Today (29 January) one week after the knife attack in Aschaffenburg, the Bundestag discussed a stricter migration policy. After the heated debate, a vote was held on Friedrich Merz's so-called five-point plan, among other things. The result: the Bundestag voted in favour of the demands for a drastic tightening of asylum policy. The FDP and AfD had previously signalled their support for the motion. The SPD, Greens and Left rejected it. Image: WDR Aktuell via YouTube
Commenting on today's situation in the German Bundestag - the hour of remembrance for the victims of the Holocaust and the subsequent debate on the possible joint vote by the CDU and AfD - Christoph Heubner, Executive Vice President of the International Auschwitz Committee, stated in Berlin:
“As they look at developments in Germany, Holocaust survivors are feeling unsettled and saddened, especially after today's debate in the German Bundestag. They are wondering why a party is moving to the centre of political decision-making in Germany, from whose ranks right-wing extremist, anti-democratic and anti-Semitic diatribes are increasingly gaining weight.
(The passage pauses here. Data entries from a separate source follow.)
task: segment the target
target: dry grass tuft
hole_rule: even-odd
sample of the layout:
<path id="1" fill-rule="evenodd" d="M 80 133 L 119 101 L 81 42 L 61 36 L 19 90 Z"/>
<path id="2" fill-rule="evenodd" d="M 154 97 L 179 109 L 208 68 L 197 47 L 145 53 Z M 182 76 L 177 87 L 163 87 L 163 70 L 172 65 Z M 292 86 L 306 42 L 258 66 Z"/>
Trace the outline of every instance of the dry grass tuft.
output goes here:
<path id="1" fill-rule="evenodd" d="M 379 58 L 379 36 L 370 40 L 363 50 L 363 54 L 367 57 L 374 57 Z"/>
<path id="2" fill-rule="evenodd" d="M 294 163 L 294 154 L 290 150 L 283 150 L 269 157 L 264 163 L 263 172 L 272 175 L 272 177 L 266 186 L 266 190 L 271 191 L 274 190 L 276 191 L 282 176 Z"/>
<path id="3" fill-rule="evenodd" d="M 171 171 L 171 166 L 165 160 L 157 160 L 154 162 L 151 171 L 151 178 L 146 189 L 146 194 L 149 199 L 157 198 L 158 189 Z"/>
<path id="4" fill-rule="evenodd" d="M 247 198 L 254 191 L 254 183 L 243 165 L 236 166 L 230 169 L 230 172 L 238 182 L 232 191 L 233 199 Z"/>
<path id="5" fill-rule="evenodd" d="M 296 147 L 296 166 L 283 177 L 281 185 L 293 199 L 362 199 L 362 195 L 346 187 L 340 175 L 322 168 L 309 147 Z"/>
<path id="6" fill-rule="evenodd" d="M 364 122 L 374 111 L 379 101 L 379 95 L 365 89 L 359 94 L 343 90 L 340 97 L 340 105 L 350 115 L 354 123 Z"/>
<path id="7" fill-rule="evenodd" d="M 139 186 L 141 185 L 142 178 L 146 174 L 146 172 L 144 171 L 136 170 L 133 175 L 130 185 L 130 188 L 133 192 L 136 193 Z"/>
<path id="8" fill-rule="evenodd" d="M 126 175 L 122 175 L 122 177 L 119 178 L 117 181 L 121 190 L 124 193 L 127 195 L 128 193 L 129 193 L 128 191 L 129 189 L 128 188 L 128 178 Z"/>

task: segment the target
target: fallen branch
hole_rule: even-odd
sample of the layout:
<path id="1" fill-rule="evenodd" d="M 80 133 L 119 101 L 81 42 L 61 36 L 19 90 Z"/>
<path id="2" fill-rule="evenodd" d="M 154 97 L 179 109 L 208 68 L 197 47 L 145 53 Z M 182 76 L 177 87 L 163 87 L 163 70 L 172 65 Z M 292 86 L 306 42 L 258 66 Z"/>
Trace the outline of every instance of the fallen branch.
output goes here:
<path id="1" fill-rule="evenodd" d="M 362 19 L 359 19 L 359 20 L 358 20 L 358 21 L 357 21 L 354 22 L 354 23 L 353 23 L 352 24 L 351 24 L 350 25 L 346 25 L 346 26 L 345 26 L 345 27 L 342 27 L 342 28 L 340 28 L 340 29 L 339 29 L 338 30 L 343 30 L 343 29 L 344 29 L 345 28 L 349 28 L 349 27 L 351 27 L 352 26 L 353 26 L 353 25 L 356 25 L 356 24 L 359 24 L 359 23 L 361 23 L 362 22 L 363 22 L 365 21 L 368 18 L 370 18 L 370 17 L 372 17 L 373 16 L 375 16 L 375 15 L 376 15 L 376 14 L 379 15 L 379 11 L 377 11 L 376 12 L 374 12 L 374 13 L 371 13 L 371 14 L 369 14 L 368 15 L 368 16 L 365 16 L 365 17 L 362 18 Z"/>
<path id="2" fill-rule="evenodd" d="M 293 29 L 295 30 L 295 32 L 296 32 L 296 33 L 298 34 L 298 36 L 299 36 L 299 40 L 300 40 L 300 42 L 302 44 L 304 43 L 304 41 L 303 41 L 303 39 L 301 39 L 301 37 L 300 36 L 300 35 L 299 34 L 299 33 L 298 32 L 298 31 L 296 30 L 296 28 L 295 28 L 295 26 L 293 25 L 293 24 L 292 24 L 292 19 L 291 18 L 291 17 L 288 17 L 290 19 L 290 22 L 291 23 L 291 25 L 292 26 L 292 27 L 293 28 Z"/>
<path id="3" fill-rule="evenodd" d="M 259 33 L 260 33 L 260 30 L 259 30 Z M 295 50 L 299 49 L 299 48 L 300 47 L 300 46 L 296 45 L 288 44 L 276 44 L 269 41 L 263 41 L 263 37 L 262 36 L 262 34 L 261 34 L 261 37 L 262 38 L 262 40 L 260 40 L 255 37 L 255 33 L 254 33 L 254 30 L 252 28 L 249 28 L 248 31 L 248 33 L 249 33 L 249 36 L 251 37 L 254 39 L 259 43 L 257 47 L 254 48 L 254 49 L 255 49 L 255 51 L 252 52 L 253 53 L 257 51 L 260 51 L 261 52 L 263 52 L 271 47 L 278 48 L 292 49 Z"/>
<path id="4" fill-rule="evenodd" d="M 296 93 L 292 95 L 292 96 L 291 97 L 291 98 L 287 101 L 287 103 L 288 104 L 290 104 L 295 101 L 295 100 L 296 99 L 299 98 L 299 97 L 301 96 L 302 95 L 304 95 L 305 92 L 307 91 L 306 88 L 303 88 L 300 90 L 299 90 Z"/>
And they are wondering why the leader of a major conservative party, which so far has respected the lessons of the Holocaust and the dignity and life's work of Holocaust survivors, now considers it acceptable to work with a party that wants to throw the history of the Holocaust on the scrapheap and exclude the memories and commitment of Holocaust survivors from social life in Germany.
For the survivors, this clearly marks the day of a fatal mistake: once before, people in Germany believed they could contain, tame and use right-wing extremists. The consequences are well known.”